I installed Claude Code for coding, then realized I still needed search, media, storage, and publishing. Here’s the setup that turned it into a real-world agent with AnyCap on Mac, Linux, and WSL.

by AnyCap

Developer terminal showing Claude Code CLI installation on a dark monitor with green success messages


I installed Claude Code expecting a complete AI agent I could use from the terminal. The install itself was easy. The surprise came after: Claude Code could read files, edit code, and run commands — but it still could not search the web, generate assets, store outputs, or publish anything.
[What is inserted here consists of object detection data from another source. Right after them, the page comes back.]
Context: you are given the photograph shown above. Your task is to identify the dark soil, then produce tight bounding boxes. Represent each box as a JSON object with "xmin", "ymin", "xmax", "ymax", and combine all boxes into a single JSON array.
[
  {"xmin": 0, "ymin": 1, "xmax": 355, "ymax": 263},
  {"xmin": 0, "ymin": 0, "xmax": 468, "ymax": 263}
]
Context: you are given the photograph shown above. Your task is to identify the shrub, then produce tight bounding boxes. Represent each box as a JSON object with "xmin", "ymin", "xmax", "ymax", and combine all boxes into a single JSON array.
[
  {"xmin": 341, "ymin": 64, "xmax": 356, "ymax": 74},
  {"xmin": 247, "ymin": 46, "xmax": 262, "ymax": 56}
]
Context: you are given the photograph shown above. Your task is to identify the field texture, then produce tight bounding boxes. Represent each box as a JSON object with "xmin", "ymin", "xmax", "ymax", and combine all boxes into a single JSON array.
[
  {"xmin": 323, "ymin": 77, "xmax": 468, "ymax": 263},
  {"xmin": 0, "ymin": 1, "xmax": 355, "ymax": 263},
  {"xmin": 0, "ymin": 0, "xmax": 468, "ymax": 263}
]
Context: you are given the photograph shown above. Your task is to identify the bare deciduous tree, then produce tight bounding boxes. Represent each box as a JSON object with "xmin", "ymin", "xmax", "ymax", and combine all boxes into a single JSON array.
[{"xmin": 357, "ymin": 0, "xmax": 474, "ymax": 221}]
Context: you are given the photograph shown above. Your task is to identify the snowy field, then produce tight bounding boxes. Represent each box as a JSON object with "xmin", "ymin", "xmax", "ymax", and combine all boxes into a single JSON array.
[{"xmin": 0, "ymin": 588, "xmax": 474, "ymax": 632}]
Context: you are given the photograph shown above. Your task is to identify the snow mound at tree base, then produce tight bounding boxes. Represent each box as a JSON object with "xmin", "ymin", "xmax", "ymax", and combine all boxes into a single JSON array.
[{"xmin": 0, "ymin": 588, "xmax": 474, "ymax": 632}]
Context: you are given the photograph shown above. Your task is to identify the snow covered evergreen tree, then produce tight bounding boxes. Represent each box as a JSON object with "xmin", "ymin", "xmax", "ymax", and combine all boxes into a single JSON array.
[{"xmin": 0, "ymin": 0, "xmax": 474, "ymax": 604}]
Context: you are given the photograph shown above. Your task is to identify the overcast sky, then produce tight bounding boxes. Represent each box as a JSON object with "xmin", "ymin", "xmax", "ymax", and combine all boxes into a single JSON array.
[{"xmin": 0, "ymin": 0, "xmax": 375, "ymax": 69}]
That is the gap most Claude Code setup guides miss. Claude Code gives you the agent shell. What it does not give you is the full capability layer required for real-world work. That is where AnyCap comes in — not as an MCP server, but as a stronger agent CLI and capability runtime that gives Claude Code search, media generation, storage, and publishing.

This guide shows how I installed Claude Code on Mac, Linux, and WSL, verified the setup, and then turned it into a real-world agent with AnyCap.


Prerequisites

Before installing, confirm you have:

  • Operating system: macOS 13+ (Ventura), Ubuntu 20.04+ / Debian 10+, or Windows 10 (1809+) with WSL
  • RAM: 4 GB minimum, 8 GB recommended for larger codebases
  • Internet connection: All AI processing runs on Anthropic's cloud infrastructure — no connection, no Claude Code
  • Anthropic account: Claude Pro ($20/month), Max ($100–200/month), Teams, Enterprise, or Console (API) account. The free Claude.ai plan does not include Claude Code. See our Claude Code pricing comparison for help choosing a plan.
  • Terminal: Bash, Zsh, or PowerShell
  • Node.js 18+: Only required for the npm installation method

No GPU required. Your machine runs a lightweight CLI client; all AI computation happens server-side.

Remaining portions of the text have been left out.